'Unlocking therapeutic innovation in heart failure through genomic data science

Existing classification systems do not adequately describe the diversity of human disease, nor do they account for common mechanisms across diseases. Since underlying mechanism often predicts therapeutic efficacy, a mechanism-based taxonomy of disease is required to unlock therapeutic progress. A data-science approach provides the framework to address this unmet need by integrating diverse patient data from genotype to disease outcomes. Heart failure (HF) is a complex clinical syndrome for which rising prevalence stands in contrast to a lack of effective therapeutic options. This project seeks to reclassify HF patients according to underlying causal mechanisms through analysis of harmonised patient data from HDR London, UK Biobank and the HERMES Consortium (a major global collaboration in HF genomics founded by the applicant) using emerging genome bioinformatics and unsupervised learning methods. The overall aim is to identify and validate molecular pathways as candidate targets for novel therapeutic intervention and to provide an exemplar within HDR UK for novel approaches to the study of complex disease.

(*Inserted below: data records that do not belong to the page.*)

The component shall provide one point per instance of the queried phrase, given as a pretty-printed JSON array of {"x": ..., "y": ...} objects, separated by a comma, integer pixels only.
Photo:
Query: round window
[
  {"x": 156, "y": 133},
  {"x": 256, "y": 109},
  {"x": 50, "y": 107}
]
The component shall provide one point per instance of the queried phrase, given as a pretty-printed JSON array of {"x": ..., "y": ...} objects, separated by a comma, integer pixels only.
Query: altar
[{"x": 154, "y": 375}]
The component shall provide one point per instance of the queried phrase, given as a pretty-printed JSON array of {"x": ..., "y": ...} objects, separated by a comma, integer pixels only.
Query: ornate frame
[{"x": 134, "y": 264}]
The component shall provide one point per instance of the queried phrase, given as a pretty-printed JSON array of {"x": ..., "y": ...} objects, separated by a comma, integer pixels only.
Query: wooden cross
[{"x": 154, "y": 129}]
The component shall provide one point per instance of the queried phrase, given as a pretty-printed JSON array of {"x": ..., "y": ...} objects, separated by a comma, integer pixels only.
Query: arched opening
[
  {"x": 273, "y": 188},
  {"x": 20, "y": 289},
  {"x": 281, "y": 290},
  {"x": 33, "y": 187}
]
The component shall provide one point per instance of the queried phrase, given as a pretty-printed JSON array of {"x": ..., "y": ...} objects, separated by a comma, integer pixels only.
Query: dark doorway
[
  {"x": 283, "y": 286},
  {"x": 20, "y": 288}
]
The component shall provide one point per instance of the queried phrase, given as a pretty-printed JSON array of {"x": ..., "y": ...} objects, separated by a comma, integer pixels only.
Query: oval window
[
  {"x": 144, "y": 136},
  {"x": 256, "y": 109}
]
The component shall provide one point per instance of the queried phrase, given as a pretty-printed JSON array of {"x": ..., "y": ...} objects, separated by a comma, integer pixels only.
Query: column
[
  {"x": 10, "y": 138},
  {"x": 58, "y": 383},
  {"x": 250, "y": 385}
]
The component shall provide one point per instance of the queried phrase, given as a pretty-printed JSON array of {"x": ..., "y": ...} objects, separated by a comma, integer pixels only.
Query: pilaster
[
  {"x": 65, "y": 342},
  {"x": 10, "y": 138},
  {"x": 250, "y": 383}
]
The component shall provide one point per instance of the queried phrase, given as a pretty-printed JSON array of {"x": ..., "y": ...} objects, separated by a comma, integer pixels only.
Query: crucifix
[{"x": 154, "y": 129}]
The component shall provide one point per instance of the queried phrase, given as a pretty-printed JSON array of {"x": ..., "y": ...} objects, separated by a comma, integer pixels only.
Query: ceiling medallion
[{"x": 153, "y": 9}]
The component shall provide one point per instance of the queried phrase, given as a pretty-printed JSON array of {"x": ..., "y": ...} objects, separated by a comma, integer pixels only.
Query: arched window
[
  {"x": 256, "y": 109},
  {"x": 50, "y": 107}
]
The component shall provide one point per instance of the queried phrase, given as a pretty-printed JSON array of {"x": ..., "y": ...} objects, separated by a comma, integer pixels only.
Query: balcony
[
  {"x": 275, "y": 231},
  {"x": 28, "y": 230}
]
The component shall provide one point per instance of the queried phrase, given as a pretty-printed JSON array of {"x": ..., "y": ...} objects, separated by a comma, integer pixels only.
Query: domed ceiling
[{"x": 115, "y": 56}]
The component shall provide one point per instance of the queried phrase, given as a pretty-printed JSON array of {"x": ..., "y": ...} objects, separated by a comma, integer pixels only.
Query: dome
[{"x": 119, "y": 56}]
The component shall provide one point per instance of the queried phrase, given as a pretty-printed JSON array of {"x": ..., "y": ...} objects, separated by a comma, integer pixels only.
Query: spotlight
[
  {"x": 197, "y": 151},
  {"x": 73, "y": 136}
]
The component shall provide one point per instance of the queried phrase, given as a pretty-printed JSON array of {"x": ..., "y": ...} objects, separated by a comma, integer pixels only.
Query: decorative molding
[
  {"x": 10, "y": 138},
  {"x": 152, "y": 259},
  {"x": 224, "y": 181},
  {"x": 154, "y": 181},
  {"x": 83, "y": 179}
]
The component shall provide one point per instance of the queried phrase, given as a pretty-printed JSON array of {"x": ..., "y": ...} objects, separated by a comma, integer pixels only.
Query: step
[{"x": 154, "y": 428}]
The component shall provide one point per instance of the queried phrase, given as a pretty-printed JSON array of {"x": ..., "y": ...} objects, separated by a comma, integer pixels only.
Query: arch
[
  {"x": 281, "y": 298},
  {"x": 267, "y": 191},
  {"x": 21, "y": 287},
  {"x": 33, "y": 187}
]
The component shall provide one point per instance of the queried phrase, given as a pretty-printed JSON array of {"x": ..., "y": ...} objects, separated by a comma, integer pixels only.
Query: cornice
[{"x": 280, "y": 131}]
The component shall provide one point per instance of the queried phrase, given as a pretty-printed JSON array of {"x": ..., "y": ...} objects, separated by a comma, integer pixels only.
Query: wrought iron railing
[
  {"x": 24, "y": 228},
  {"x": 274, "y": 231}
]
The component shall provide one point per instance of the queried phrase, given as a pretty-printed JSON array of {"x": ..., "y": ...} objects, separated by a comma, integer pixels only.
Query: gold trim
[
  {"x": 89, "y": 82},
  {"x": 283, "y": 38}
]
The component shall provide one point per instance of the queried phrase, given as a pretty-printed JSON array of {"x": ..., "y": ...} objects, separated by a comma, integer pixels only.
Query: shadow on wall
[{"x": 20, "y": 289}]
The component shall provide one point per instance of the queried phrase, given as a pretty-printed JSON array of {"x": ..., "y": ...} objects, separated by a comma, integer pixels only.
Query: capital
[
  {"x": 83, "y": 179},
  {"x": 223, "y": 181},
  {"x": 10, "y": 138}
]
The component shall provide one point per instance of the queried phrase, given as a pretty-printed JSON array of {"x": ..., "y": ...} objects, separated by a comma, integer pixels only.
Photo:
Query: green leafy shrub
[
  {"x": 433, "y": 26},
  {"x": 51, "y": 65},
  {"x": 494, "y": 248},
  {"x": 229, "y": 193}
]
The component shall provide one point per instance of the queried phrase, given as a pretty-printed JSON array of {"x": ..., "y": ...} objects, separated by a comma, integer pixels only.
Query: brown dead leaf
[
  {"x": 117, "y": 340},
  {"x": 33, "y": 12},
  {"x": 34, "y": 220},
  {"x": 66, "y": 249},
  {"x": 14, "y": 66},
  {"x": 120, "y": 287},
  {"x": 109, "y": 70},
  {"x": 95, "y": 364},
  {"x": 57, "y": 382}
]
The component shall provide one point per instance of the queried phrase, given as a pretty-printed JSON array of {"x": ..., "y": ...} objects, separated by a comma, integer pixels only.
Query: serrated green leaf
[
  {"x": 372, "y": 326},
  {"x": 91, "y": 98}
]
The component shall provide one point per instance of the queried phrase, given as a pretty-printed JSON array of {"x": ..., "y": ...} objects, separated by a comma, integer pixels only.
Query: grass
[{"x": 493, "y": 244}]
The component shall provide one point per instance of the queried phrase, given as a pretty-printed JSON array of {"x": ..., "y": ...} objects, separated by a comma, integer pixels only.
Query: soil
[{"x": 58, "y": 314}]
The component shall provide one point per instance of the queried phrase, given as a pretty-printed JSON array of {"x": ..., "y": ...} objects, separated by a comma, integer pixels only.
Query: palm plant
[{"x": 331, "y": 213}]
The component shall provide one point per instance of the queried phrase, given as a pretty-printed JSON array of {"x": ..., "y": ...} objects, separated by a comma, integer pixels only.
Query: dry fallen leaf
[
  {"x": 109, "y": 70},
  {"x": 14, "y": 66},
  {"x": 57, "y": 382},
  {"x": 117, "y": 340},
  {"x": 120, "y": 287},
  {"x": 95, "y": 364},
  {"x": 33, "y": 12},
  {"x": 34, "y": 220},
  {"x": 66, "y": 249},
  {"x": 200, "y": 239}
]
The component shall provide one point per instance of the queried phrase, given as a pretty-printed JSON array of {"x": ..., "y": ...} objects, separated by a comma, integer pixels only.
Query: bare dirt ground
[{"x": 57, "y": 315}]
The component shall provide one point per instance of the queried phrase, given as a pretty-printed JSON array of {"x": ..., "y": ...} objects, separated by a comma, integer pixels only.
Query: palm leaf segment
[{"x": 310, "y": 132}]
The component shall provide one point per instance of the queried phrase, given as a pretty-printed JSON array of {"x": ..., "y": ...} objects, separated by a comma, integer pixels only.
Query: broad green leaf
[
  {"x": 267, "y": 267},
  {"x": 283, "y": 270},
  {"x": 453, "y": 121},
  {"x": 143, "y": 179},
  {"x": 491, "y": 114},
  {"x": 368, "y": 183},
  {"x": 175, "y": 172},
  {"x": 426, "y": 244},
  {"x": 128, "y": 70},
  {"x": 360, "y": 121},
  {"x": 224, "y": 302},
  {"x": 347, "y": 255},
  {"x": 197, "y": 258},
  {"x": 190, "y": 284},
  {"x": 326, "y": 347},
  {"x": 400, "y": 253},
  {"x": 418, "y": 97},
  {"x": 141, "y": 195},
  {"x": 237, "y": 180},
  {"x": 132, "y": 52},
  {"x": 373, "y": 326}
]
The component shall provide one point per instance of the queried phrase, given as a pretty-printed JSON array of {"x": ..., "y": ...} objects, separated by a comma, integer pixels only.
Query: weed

Objective 1. Define the contribution of common genetic variation to risk of HF and clinically established sub-phenotypes.
A genome-wide association meta-analysis (GWAMA) of >32,000 HF cases from 25 studies has been completed by the HERMES Consortium, yielding variants at a number of loci. To investigate sub-significant association signals, I will perform an extended analysis with >60,000 HF cases (HERMES, HDR London and UK Biobank) and investigate HF subgroups defined by comorbidity (atrial fibrillation, coronary heart disease) and left ventricular phenotypes by stratified analysis. The results of these analyses may enable the identification of novel causal genes and will form the starting point for investigating clinical and genetic heterogeneity (Objective 2). In addition, they will provide the HF outcome dataset for target validation Mendelian randomisation analyses (Objective 3).

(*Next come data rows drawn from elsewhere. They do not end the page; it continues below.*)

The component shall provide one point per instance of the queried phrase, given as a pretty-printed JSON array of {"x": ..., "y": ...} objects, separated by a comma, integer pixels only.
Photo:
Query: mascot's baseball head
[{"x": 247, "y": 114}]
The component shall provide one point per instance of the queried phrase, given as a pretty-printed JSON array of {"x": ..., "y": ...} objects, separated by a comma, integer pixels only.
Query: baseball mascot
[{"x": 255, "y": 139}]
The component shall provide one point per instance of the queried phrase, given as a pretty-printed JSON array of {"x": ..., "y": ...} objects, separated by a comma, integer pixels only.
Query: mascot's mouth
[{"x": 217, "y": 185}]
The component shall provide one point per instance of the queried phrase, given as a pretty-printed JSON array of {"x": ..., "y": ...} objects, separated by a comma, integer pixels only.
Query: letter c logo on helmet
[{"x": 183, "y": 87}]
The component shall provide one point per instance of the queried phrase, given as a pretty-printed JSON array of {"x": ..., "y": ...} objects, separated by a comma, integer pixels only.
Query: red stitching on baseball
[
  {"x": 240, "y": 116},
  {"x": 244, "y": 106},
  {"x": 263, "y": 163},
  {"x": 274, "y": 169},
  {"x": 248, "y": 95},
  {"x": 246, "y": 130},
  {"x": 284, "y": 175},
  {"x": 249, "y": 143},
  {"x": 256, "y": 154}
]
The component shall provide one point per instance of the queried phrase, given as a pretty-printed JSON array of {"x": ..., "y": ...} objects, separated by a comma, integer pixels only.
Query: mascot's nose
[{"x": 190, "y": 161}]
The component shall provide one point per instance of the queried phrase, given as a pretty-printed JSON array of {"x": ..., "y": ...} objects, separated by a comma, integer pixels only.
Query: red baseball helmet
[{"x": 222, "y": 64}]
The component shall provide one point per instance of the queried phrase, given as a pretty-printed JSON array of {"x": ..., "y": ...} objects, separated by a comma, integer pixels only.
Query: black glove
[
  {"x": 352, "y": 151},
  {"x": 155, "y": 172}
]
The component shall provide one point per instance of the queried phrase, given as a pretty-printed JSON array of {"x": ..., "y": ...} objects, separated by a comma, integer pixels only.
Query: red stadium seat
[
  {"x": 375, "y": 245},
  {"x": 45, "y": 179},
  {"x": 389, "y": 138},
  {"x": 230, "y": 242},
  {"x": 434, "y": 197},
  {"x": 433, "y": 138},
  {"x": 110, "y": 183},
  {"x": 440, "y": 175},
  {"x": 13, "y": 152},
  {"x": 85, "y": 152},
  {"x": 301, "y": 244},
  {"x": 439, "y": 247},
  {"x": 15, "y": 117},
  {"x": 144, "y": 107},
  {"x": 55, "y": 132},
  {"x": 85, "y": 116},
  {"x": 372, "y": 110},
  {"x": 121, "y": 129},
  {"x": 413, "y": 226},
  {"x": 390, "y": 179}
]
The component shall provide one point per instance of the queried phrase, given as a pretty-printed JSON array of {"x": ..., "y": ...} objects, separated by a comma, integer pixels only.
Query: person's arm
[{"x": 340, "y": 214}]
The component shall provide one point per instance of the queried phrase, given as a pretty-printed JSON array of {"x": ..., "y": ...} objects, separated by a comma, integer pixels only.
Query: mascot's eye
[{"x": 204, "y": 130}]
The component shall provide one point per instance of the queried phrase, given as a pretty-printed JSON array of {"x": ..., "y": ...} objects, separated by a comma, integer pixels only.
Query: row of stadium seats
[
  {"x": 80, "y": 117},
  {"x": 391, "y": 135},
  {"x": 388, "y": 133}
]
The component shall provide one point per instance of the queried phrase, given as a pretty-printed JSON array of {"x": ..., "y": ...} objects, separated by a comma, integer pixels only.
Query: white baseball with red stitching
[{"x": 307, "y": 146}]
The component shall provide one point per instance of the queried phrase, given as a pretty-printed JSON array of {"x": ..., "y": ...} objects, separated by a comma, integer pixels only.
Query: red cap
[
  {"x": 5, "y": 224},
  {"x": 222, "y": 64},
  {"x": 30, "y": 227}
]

Objective 2. Identify and characterise new HF sub-phenotypes using clinical, EHR and genomic data.
Preliminary analyses indicate that HF risk variants exhibit allelic heterogeneity among HF subtypes defined by comorbid disease status. The observed clinical and genetic complexity suggest an opportunity to define a new, data-driven taxonomy. As well as studying established HF subtypes, I will use unsupervised learning methods (machine learning) to uncover new HF disease clusters based on phenotypic similarity. To explore genetic heterogeneity of HF subgroups, I will test for differences in HF-associated allele frequencies from Objective 1 using locally available, individual participant level data. To validate these findings, I have established a collaboration with investigators from Harvard/ MIT and Boston University. Using these approaches, I will seek to define a data-driven taxonomy of HF subtypes and to provide insights into mechanisms through genomic analysis.

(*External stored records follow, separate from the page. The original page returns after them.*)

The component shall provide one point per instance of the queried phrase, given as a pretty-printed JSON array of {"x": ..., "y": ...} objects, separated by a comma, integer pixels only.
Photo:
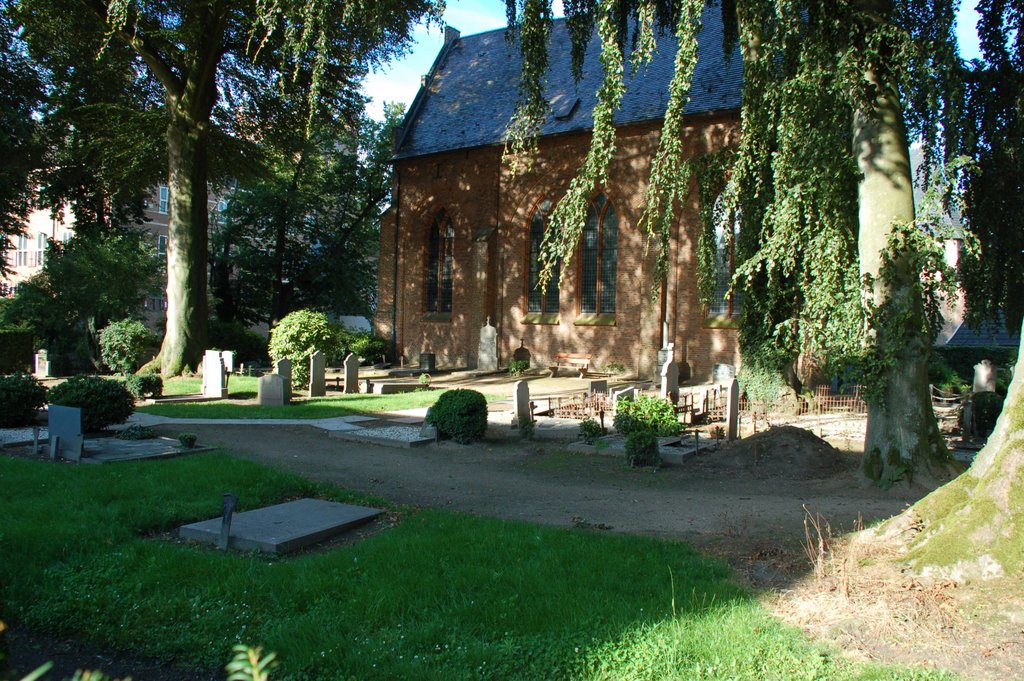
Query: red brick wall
[{"x": 491, "y": 275}]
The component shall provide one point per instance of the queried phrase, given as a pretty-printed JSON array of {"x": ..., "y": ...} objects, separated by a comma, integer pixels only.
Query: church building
[{"x": 460, "y": 243}]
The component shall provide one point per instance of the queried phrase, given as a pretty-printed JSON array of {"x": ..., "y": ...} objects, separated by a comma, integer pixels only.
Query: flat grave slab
[{"x": 285, "y": 527}]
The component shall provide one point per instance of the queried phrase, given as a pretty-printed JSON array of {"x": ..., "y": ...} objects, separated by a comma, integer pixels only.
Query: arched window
[
  {"x": 598, "y": 258},
  {"x": 439, "y": 261},
  {"x": 546, "y": 302}
]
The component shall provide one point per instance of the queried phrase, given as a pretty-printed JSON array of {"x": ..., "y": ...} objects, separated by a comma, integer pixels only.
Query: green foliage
[
  {"x": 102, "y": 401},
  {"x": 987, "y": 407},
  {"x": 518, "y": 367},
  {"x": 15, "y": 349},
  {"x": 20, "y": 396},
  {"x": 247, "y": 344},
  {"x": 144, "y": 385},
  {"x": 590, "y": 430},
  {"x": 298, "y": 335},
  {"x": 123, "y": 343},
  {"x": 647, "y": 414},
  {"x": 461, "y": 415},
  {"x": 641, "y": 449},
  {"x": 135, "y": 431}
]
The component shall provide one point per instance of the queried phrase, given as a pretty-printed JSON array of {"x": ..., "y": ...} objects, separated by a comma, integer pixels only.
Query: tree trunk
[
  {"x": 187, "y": 237},
  {"x": 902, "y": 434}
]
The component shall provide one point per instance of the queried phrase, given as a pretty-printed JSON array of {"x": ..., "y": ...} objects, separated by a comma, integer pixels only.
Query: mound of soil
[{"x": 781, "y": 452}]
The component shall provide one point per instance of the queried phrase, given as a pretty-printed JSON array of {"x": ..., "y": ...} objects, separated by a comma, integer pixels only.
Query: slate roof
[{"x": 474, "y": 87}]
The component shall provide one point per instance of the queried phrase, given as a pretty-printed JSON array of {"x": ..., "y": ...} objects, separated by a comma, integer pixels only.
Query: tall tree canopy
[{"x": 199, "y": 51}]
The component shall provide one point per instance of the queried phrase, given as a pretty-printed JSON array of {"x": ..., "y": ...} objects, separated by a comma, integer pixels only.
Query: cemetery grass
[{"x": 437, "y": 595}]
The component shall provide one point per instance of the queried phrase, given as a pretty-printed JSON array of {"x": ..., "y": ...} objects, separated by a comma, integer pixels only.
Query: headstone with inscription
[{"x": 486, "y": 358}]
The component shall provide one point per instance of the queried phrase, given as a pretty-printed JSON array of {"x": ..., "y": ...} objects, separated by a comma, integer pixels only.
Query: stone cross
[
  {"x": 213, "y": 375},
  {"x": 283, "y": 368},
  {"x": 732, "y": 411},
  {"x": 520, "y": 396},
  {"x": 351, "y": 367},
  {"x": 270, "y": 390},
  {"x": 670, "y": 380},
  {"x": 317, "y": 369},
  {"x": 984, "y": 377},
  {"x": 486, "y": 358}
]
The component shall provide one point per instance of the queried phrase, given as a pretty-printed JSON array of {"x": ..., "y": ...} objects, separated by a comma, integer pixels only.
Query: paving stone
[{"x": 285, "y": 527}]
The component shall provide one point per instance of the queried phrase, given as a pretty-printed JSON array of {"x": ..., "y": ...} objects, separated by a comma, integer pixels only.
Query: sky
[{"x": 400, "y": 80}]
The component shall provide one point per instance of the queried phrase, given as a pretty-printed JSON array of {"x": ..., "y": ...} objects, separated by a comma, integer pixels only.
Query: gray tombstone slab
[
  {"x": 670, "y": 381},
  {"x": 213, "y": 375},
  {"x": 270, "y": 390},
  {"x": 317, "y": 372},
  {"x": 520, "y": 397},
  {"x": 984, "y": 377},
  {"x": 486, "y": 358},
  {"x": 351, "y": 374},
  {"x": 283, "y": 368},
  {"x": 732, "y": 411},
  {"x": 66, "y": 432}
]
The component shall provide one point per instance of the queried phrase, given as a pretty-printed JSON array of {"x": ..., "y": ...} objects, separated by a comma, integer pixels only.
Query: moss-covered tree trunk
[
  {"x": 902, "y": 434},
  {"x": 187, "y": 241}
]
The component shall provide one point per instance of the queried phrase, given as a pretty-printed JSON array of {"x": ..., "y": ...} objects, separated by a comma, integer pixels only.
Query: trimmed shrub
[
  {"x": 649, "y": 414},
  {"x": 102, "y": 401},
  {"x": 461, "y": 415},
  {"x": 15, "y": 350},
  {"x": 20, "y": 396},
  {"x": 298, "y": 335},
  {"x": 144, "y": 385},
  {"x": 518, "y": 367},
  {"x": 123, "y": 343},
  {"x": 641, "y": 449}
]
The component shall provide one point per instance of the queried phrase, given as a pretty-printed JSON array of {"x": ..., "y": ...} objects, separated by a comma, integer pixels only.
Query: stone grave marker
[
  {"x": 984, "y": 376},
  {"x": 317, "y": 371},
  {"x": 670, "y": 380},
  {"x": 486, "y": 358},
  {"x": 213, "y": 376},
  {"x": 270, "y": 390},
  {"x": 351, "y": 374},
  {"x": 283, "y": 368},
  {"x": 66, "y": 432},
  {"x": 732, "y": 411},
  {"x": 520, "y": 396},
  {"x": 42, "y": 365}
]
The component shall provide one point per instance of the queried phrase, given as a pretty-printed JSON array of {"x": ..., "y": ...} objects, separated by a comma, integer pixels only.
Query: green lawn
[{"x": 438, "y": 596}]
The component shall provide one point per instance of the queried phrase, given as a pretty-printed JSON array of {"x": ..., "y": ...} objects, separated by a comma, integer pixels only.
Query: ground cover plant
[{"x": 438, "y": 596}]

Objective 3. Discover and validate therapeutic targets for heart failure subgroups through genetic causal inference analysis.
Genetic variants that alter the abundance or function of gene transcripts or their cognate protein can serve as instruments to explore the causal role of a protein in a disease outcome using Mendelian randomisation analysis. The genetic determinants of a many circulating proteins are known and can be used to investigate potential therapeutic targets in HF and/or HF subtypes (from Objective 2). I will prioritise proteins for study based on the presence of prior observational associations or other evidence of a causal role in disease. For proteins with evidence of a causal role, I will seek to characterise the mediators of effect by exploring the association of the genetic tool variants with related imaging and EHR phenotypes, to inform the conduct of clinical trials.

Objective 1. Define the contribution of common genetic variation to risk of HF and clinically established sub-phenotypes We will update the existing HERMES analysis to incorporate imputation to the Haplotype Reference Consortium panel. Analysis will be limited to European ancestry participants. For case-control analysis, we will compare all HF (prevalent + incident) with non-HF and perform stratified analysis of subtypes defined by comorbidity. For ejection fraction stratified analysis, we will use randomly selected proportional controls. We will include sex and age as covariates and results will be combined using METAL.

Objective 2. Identify and characterise new HF sub-phenotypes using clinical, EHR and genomic data. We will select clinical characteristics a priori based on past publications and expert judgment. We will test a range of methods for feature selection and dimensionality reduction to identify the most predictive and will use principal components and factor analysis to further reduce dimensionality. To cluster participants, we will use machine learning algorithms including connectivity models, centroid models, and expectation-maximisation. To investigate the genetic heterogeneity of disease clusters we will use BUHMBOX and other approaches and, where powered, GWA.

Objective 3. Discover and validate therapeutic targets for heart failure subgroups through genetic causal inference analysis. To investigate a potential causal role of serum proteins and other candidate drug targets, we will derive tool variants from expression quantitative trait loci (QTL), protein QTL from multiplexed aptamer- and affinity-based assays and downstream intermediate phenotypes. We will select variants in cis- with the cognate protein for each LD block using cluster analysis. We will perform Mendelian randomisation analysis using a range of regression models and will characterise effect mediators using multi-omic datasets enriched for imaging and EHR.